MOBILE, Alabama — The addition of a screening ultrasound or magnetic resonance imaging (MRI) to annual mammography in women with an increased risk of breast cancer and dense breast tissue resulted in a higher rate of detection of incident breast cancers, according to a study in the April 4 issue of JAMA.
“Annual ultrasound screening may detect small, node-negative breast cancers that are not seen on mammography. Magnetic resonance imaging may reveal additional breast cancers missed by both mammography and ultrasound screening,” according to background information in the article.
Wendie A. Berg, M.D., Ph.D., formerly of the American College of Radiology Imaging Network, Philadelphia, and colleagues conducted a study to determine the supplemental cancer detection yield of ultrasound and MRI in women at elevated risk for breast cancer.
The study included 2,809 women, who had increased cancer risk and dense breasts, at 21 sites who consented to thre annual independent screens with mammography and ultrasound in randomized order. The median age at enrollment was 55.

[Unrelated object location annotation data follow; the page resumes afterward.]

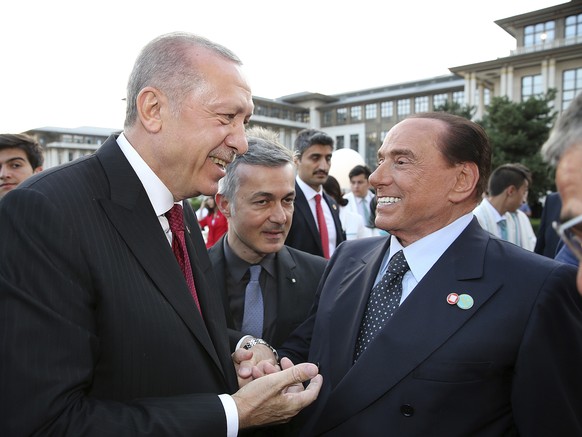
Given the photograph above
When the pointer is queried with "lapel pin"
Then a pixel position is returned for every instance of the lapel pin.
(452, 298)
(465, 302)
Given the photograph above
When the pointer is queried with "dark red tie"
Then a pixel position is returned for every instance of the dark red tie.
(322, 226)
(176, 219)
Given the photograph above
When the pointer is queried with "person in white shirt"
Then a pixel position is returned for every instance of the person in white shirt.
(360, 197)
(499, 211)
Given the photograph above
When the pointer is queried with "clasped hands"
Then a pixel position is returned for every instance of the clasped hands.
(269, 393)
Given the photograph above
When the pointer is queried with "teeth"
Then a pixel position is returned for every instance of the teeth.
(388, 200)
(218, 161)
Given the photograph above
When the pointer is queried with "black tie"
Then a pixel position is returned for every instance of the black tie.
(383, 301)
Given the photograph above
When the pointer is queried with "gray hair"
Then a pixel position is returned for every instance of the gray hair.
(165, 64)
(309, 137)
(566, 133)
(264, 150)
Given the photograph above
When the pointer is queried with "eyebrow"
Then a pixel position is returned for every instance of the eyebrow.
(16, 158)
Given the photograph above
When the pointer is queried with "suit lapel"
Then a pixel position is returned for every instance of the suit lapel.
(421, 325)
(286, 293)
(131, 212)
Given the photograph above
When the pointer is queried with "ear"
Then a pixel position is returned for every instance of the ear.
(223, 205)
(150, 102)
(465, 184)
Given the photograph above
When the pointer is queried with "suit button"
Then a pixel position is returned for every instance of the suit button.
(407, 410)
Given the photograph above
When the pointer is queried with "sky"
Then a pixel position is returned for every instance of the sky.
(65, 63)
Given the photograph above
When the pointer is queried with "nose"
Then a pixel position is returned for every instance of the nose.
(237, 139)
(278, 214)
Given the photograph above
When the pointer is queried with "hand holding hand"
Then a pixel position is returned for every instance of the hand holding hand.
(276, 398)
(253, 363)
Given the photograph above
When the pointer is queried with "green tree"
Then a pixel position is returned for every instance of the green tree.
(455, 108)
(517, 131)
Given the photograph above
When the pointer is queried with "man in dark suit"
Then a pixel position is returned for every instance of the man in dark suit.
(256, 196)
(103, 331)
(466, 342)
(312, 155)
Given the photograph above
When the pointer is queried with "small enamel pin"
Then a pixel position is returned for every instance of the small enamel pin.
(463, 301)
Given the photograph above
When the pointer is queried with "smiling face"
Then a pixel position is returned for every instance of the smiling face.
(193, 146)
(260, 220)
(14, 169)
(418, 191)
(313, 166)
(569, 183)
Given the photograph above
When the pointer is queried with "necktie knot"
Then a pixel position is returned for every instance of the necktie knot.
(398, 265)
(323, 235)
(255, 272)
(253, 309)
(175, 218)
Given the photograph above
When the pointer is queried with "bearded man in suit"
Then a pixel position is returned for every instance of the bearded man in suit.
(256, 196)
(104, 331)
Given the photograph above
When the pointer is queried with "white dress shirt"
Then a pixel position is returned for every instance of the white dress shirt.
(310, 196)
(424, 253)
(162, 201)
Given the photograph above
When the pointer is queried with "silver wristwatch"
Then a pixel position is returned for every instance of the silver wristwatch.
(249, 344)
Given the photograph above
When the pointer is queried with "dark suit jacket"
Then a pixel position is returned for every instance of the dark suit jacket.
(303, 234)
(99, 334)
(298, 274)
(508, 365)
(547, 239)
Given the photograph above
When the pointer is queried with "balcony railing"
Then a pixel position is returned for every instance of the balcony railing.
(557, 43)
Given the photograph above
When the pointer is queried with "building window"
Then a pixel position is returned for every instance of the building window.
(371, 111)
(573, 26)
(459, 97)
(571, 85)
(539, 33)
(326, 118)
(531, 86)
(403, 107)
(421, 104)
(341, 115)
(439, 100)
(386, 109)
(354, 142)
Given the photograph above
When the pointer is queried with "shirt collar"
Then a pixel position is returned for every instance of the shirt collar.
(424, 253)
(307, 190)
(238, 267)
(498, 217)
(160, 197)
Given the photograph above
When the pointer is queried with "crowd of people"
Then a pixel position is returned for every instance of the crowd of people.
(410, 304)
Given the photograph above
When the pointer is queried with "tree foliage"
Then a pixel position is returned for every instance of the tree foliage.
(517, 131)
(455, 108)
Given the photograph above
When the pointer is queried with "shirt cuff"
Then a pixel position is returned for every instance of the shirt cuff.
(243, 340)
(231, 415)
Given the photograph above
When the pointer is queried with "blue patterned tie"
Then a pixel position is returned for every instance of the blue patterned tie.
(253, 312)
(383, 301)
(503, 228)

Nearly 54 percent of women had a personal history of breast cancer. After three rounds of both screenings, 612 of 703 women who chose to undergo an MRI had complete data.

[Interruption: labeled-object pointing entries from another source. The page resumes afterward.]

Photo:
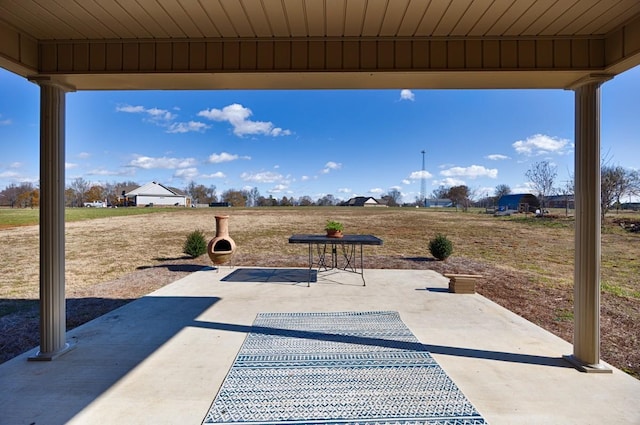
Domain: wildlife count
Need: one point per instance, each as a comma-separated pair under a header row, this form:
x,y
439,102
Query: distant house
x,y
364,201
560,201
155,194
438,203
518,202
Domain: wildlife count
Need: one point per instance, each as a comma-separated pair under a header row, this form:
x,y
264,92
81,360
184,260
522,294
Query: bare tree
x,y
236,198
615,183
254,195
393,197
542,176
80,188
441,192
501,190
461,196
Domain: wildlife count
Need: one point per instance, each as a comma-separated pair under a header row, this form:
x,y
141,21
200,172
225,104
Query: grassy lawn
x,y
528,261
13,217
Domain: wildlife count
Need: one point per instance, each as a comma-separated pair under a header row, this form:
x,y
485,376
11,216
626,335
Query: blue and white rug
x,y
351,368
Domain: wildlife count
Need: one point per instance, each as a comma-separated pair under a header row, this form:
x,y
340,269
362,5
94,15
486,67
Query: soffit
x,y
175,19
572,39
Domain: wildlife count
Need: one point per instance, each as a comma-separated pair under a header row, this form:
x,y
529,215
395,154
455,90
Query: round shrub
x,y
195,245
440,247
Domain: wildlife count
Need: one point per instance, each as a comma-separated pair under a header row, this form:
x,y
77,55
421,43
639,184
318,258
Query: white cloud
x,y
238,116
406,94
216,158
417,175
264,177
147,162
186,173
540,144
217,175
186,127
153,114
448,182
523,188
9,175
279,188
497,157
103,172
471,172
329,166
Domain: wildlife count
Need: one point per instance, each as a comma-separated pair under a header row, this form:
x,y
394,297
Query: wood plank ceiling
x,y
46,37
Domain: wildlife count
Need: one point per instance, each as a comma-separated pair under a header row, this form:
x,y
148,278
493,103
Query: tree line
x,y
616,184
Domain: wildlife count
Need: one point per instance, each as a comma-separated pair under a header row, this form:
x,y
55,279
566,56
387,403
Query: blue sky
x,y
294,143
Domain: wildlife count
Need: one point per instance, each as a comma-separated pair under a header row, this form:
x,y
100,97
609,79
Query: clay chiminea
x,y
222,247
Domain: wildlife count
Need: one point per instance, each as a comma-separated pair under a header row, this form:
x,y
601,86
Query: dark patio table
x,y
327,252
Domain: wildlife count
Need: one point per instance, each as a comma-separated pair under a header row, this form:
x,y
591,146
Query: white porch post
x,y
586,281
52,260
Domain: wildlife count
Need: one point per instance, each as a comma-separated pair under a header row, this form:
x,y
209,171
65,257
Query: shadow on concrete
x,y
271,275
420,259
402,345
106,349
189,268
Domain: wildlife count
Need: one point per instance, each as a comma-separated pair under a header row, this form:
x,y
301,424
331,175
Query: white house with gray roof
x,y
156,194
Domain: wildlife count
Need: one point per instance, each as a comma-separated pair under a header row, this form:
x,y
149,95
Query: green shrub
x,y
195,245
440,247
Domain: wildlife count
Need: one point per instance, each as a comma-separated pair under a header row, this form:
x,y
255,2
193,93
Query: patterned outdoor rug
x,y
352,368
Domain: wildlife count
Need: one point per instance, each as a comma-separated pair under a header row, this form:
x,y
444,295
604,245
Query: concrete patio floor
x,y
161,359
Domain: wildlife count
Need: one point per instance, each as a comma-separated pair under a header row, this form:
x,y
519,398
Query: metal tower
x,y
423,183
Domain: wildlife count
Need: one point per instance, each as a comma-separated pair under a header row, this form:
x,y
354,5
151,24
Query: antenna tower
x,y
423,183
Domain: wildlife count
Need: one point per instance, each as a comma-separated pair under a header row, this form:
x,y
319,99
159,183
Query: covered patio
x,y
163,358
182,45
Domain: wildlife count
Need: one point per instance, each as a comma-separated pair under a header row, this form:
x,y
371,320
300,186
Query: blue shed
x,y
513,202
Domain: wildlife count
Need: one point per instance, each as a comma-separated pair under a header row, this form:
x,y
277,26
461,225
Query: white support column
x,y
586,281
52,260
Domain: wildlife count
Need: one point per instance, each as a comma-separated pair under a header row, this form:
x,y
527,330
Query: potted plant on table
x,y
334,229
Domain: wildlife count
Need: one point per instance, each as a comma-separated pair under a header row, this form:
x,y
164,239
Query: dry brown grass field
x,y
527,262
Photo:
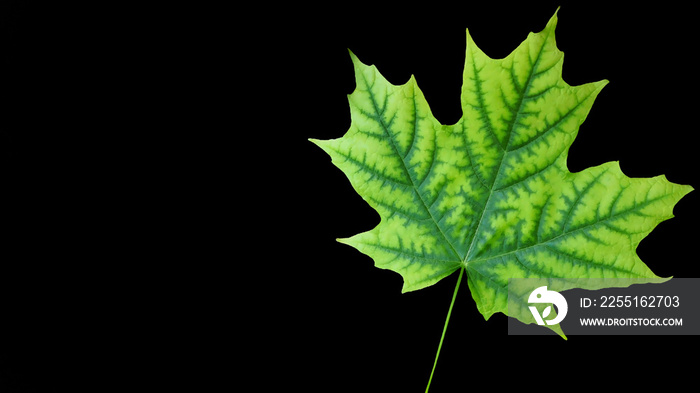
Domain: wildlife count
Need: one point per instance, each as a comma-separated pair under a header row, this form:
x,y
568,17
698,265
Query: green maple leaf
x,y
491,196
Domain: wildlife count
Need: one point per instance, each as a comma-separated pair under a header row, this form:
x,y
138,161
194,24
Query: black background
x,y
167,213
360,331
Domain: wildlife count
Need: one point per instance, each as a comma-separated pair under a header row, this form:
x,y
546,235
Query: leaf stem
x,y
444,329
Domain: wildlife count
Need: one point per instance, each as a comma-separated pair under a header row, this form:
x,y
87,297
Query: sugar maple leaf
x,y
492,195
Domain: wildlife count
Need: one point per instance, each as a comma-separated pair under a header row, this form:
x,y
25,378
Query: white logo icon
x,y
542,295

A total of 2,662 women underwent 7,473 mammogram and ultrasound screenings, 110 of whom had 111 breast cancer events. Fifty-nine cancers (53 percent) were detected by mammography, including 33 (30 percent) that were detected by mammography only; 32 (29 percent) by ultrasound only; and 9 (8 percent) by MRI only after both mammography and ultrasound screens failed to detect cancer.
Eleven cancers (10 percent) were not detected by any imaging screen. A total of 16 of 612 women (2.6 percent) in the MRI substudy were diagnosed with breast cancer.